“the Most High God is sovereign over all”Daniel 4:17, NIV
I finished my study of the gospel of Luke the other day, and as I considered what to study next, I realized that I’d been focused on the New Testament for quite a while. I decided it was time to head back in time and back in my Bible to the Old Testament. The Lord led me to the book of Daniel, which I’d read before, but never studied.
Sometimes, before studying a book, I like to get a feel for its background: the author, the setting, the purpose, the recipients. The text won’t always tell you these things, but it’s worth looking for them.
This time, after reading through the book, I decided to look at who were the main characters. (And by using the word character I don’t mean to imply that these weren’t real people and real events.)
Of course, Daniel stood out, and I reread the book to find out what I could learn from the text about him. There was a lot. I jotted down what I’d noticed and also what his actions and words told me about the man. I also made note of Shadrach, Meshach, and Abednego, and the kings.
When I sat down to study today, I realized I’d left out the most important participant in the story: God. How could I have missed including God? Looking back over just chapter one the answer to my question was clear: We can trust the truth: God is sovereign over all. It showed me how involved God was in the events described in this book:
- “Nebuchadnezzar king of Babylon came to Jerusalem and besieged it. And the Lord delivered Jehoiakim king of Judah into his hand” (Daniel 1:1-2, NIV)
- God caused the official overseeing Daniel and his 3 fellow Jews to “show favor and compassion to Daniel” (Daniel 1:9, NIV).
- God gave Daniel and Shadrach, Meshach, and Abednego “knowledge and understanding of all kinds of literature and learning. And Daniel could understand visions and dreams of all kinds” (Daniel 1:17, NIV).
As I said, that’s just chapter one! Throughout the book of Daniel, we see God at work—in kings and in common men, in the lives of His chosen people and in the lives of those who don’t know Him. We see Him gifting and protecting those who acknowledge Him and serve Him, and punishing those who don’t.

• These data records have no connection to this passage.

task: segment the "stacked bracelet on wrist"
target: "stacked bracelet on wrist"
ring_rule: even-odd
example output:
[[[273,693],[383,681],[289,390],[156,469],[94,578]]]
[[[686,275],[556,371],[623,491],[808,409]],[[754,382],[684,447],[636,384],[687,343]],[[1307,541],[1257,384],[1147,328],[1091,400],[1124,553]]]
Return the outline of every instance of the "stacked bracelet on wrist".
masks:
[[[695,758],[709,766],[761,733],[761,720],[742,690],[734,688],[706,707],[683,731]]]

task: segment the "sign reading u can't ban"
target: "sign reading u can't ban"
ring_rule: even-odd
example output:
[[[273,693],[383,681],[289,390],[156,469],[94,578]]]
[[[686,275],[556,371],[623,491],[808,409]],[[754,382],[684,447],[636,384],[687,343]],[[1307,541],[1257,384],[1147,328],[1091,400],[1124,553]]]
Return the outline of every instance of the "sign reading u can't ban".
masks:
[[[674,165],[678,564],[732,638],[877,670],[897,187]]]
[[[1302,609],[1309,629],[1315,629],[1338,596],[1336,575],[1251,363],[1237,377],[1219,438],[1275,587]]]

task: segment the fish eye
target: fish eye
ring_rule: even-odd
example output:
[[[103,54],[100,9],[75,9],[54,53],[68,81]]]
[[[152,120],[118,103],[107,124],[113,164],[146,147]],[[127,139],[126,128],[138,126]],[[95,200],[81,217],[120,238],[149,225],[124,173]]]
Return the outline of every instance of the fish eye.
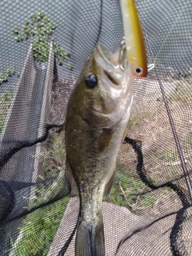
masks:
[[[134,70],[134,72],[136,73],[136,74],[142,74],[142,69],[141,67],[137,67]]]
[[[88,88],[94,88],[98,84],[98,78],[93,73],[88,73],[86,76],[86,85]]]

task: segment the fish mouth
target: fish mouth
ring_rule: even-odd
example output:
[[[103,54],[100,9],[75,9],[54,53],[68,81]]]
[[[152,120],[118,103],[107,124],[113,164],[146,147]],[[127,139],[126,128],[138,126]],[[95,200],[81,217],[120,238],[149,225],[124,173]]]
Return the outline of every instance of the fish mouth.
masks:
[[[123,74],[129,66],[125,38],[114,54],[98,43],[95,59],[110,81],[114,86],[121,85]]]
[[[102,58],[114,69],[124,70],[128,68],[128,58],[124,37],[114,54],[110,53],[100,43],[98,45],[98,50]]]

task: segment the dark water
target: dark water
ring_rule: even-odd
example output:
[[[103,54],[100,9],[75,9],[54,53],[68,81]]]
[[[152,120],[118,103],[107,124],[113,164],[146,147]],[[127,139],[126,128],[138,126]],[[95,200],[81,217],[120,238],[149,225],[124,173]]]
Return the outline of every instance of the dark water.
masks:
[[[137,1],[140,18],[146,28],[149,63],[154,62],[174,69],[185,69],[192,65],[192,6],[190,1]],[[101,11],[102,10],[102,11]],[[82,63],[99,39],[114,50],[122,35],[117,0],[48,0],[0,2],[0,72],[13,66],[20,72],[30,41],[16,42],[12,34],[15,26],[23,25],[31,13],[43,11],[57,24],[54,33],[55,42],[72,53],[73,72],[66,66],[58,67],[62,78],[78,74]],[[99,35],[100,34],[100,35]],[[14,86],[15,75],[0,86],[0,92]]]

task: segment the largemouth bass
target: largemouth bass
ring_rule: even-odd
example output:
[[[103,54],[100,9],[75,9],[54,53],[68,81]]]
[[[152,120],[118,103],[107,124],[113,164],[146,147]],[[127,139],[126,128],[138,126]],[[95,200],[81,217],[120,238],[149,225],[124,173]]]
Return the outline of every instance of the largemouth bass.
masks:
[[[134,78],[124,41],[115,54],[98,44],[69,101],[60,135],[65,138],[70,184],[80,198],[77,256],[105,255],[102,200],[113,185],[126,134]]]

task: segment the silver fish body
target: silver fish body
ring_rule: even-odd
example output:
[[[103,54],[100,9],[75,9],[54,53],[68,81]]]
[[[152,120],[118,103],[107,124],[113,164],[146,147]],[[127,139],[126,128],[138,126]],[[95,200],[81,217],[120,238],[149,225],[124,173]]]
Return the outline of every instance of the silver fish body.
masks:
[[[126,134],[133,84],[125,44],[115,54],[98,44],[69,101],[61,136],[65,134],[70,186],[80,198],[77,256],[105,255],[102,200],[113,185]]]

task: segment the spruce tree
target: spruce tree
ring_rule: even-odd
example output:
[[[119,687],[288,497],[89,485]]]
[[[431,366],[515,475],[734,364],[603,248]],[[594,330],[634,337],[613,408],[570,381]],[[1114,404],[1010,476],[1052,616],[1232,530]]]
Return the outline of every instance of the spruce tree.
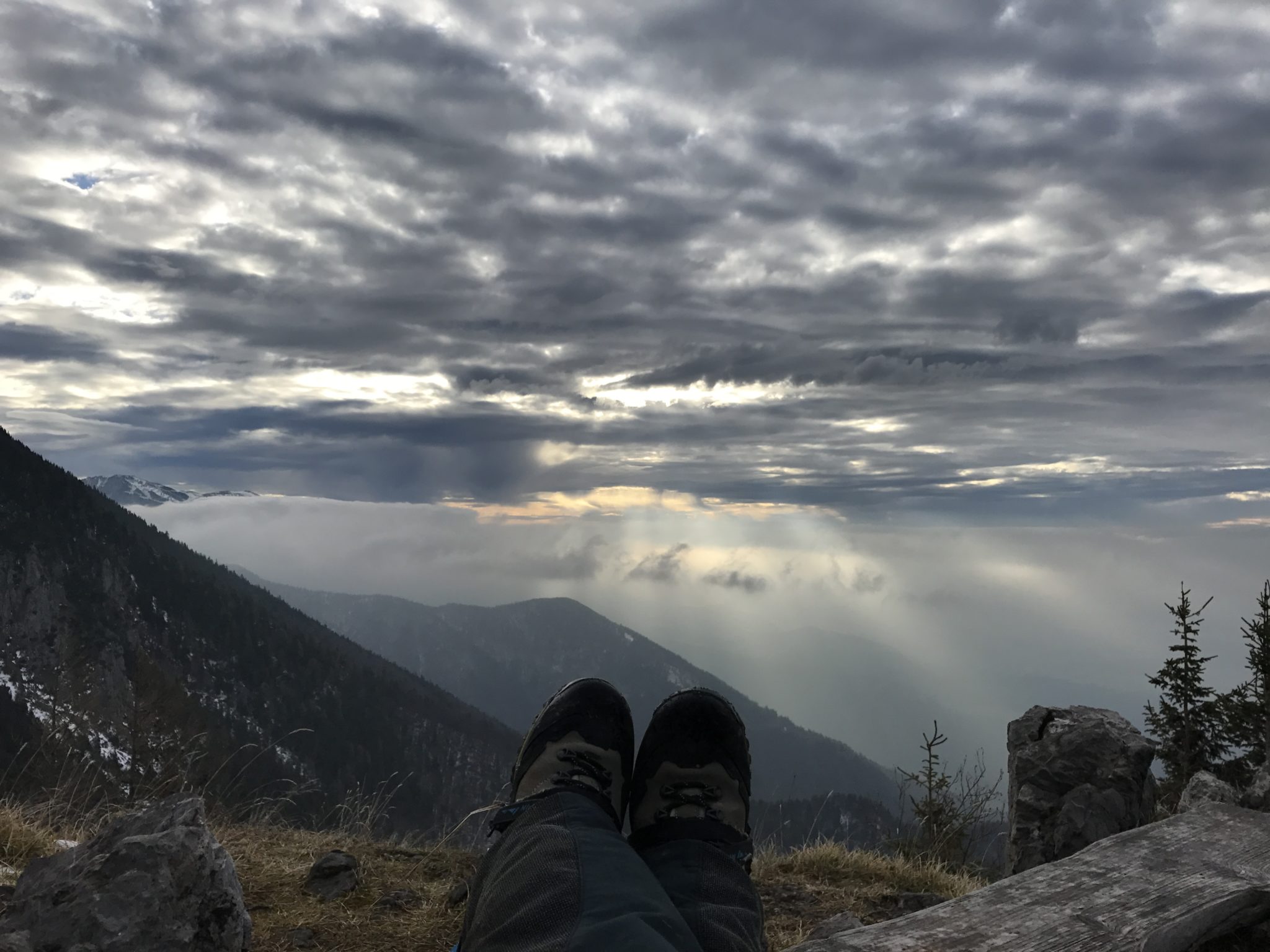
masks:
[[[1165,604],[1173,619],[1176,644],[1168,646],[1163,668],[1147,679],[1160,688],[1160,706],[1147,703],[1147,725],[1160,741],[1158,757],[1165,767],[1165,793],[1177,797],[1187,781],[1200,770],[1218,767],[1227,750],[1224,706],[1204,683],[1204,666],[1214,656],[1199,650],[1203,613],[1213,599],[1198,609],[1191,605],[1185,583],[1176,605]]]
[[[1242,618],[1250,678],[1224,696],[1231,741],[1243,749],[1228,765],[1227,779],[1246,783],[1270,759],[1270,581],[1261,586],[1252,619]]]

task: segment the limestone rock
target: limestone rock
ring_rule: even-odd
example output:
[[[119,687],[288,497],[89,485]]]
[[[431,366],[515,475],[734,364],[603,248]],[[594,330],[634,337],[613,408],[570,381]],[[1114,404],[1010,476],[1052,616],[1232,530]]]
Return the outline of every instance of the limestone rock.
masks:
[[[1154,743],[1096,707],[1034,707],[1011,721],[1011,873],[1149,823]]]
[[[361,867],[357,857],[345,853],[343,849],[333,849],[326,856],[319,857],[309,868],[309,878],[305,880],[305,891],[312,892],[323,902],[347,896],[356,890],[362,881]]]
[[[175,796],[33,859],[0,920],[10,944],[23,933],[37,949],[244,952],[251,918],[203,801]]]
[[[1240,797],[1240,806],[1248,810],[1270,810],[1270,765],[1262,767],[1252,778],[1252,783]]]
[[[864,927],[864,923],[851,915],[851,913],[838,913],[812,929],[808,934],[808,939],[827,939],[861,927]]]
[[[1226,781],[1219,781],[1208,770],[1200,770],[1186,784],[1182,798],[1177,801],[1177,812],[1185,814],[1187,810],[1200,803],[1238,803],[1240,792]]]

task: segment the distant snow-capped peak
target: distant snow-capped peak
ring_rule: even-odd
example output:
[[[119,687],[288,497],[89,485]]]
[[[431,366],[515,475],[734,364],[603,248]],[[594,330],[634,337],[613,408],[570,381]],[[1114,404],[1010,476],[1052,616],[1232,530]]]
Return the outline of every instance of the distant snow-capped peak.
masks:
[[[198,493],[192,489],[173,489],[161,482],[151,482],[137,476],[85,476],[84,482],[119,505],[163,505],[164,503],[188,503],[190,499],[208,496],[254,496],[248,490],[222,489],[215,493]]]

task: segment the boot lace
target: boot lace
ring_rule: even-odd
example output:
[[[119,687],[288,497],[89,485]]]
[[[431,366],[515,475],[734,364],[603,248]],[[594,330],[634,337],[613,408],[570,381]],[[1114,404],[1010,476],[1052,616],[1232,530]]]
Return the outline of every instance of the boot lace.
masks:
[[[561,748],[556,751],[556,759],[568,767],[555,773],[552,782],[565,787],[585,787],[598,790],[601,793],[610,793],[613,787],[613,773],[605,767],[596,754],[589,750],[575,750]]]
[[[719,788],[707,783],[693,783],[692,781],[667,783],[662,787],[662,798],[667,801],[667,805],[658,810],[653,819],[673,819],[676,810],[691,806],[701,810],[701,815],[707,820],[723,820],[723,811],[715,806],[721,797],[723,793]]]

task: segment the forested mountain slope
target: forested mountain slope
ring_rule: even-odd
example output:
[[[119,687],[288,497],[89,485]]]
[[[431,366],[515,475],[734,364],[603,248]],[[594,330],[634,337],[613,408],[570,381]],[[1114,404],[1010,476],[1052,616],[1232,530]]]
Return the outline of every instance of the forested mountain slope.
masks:
[[[392,828],[436,830],[490,801],[517,741],[0,430],[9,783],[33,751],[85,754],[119,791],[179,777],[314,821],[387,784]]]
[[[667,694],[700,684],[726,694],[745,720],[754,796],[784,800],[837,791],[894,801],[889,773],[869,758],[799,727],[573,599],[432,608],[387,595],[342,595],[257,580],[306,614],[513,727],[527,727],[542,701],[572,678],[596,675],[621,688],[638,730]]]

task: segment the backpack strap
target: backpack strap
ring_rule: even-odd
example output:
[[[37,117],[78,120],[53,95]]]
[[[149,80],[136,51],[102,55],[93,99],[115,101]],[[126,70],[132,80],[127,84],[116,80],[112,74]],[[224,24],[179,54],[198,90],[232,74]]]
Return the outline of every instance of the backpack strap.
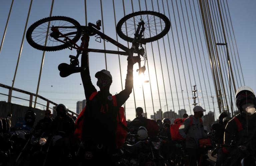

It just brought home to me the truth that God is at work in all of history: past and present, just as He will be at work in all of the future. We sometimes hear history referred to as His Story, and though the word doesn’t have those roots, the meaning is right on: History is God’s story. He is the author. He is the director. He is the one in charge.
Remember these events that so clearly show God’s involvement in the world?
- The virgin Mary conceives and bears a child.
- Sarah, who has been barren and is well past the age of being able to have children, gives birth to a son.
- The walls of Jericho fell—without any weapons being drawn.
In the midst of life, we often forget that truth: God is in control. We read of shootings, and wars, and hate. We experience financial difficulties and sickness and the loss of loved ones. The events around us may cause us to wonder if God truly is in charge. And even if we aren’t consciously thinking that way, we may, without realizing it, be living that way. With uncertainty and fear. With grumbling and complaining. With a sense of emptiness.
If that’s where you’re at right now, I encourage you to get back to His Word. Maybe you’ll decide to read the book of Daniel. Maybe you’ll choose a different book. It doesn’t matter. We see God at work throughout Scripture.
Hebrews 11, the great faith chapter, begins this way: “Now faith is confidence in what we hope for and assurance about what we do not see” (NIV).
Do you have faith? Then have confidence. Trust that God has been and continues to be at work. He is at work in the world and, thus, He is at work in your life. What a blessing to know this and to hold on to it, even in difficult times.
I pray that God will reveal this truth to you in a new way this day, and that knowing the truth, you will be able to live the truth.
Soul Refreshers for your week:
- Praise God that He is a great, loving, and powerful God. Thank Him for the assurance that He is in control—of the world around you and the world within you.
- Think about these verses this week to remind you that He is indeed in control of all things.
- “The king’s heart is a stream of water in the hand of the Lord; he turns it wherever he will” (Proverbs 21:1, ESV).
- “Let everyone be subject to the governing authorities, for there is no authority except that which God has established. The authorities that exist have been established by God” (Romans 13:1, NIV).
- “it is God who works in you to will and to act in order to fulfill his good pleasure” (Philippians 2:12-13, NIV)
- “I know that you can do all things; no purpose of yours can be thwarted” (Job 42:1, NIV).
- “Let us hold unswervingly to the hope we profess, for he who promised is faithful” (Hebrews 10:23, NIV).
Are there areas where you have a hard time trusting God?
Thank you for helping us see that no matter the situation, the Lord is ultimately in control. I loved your reminder that history is really God’s story, not man or woman’s story. I also felt encouraged by your “soul refreshers” section at the end of your blog post. What a great way to help us apply what you shared! With the hectic pace of the last week of school, reading your post and reminders have given me just what my soul needed to tackle another day.
Kallie, I’m so glad you found the thoughts helpful. I pray you will continue to find refreshment in His Word.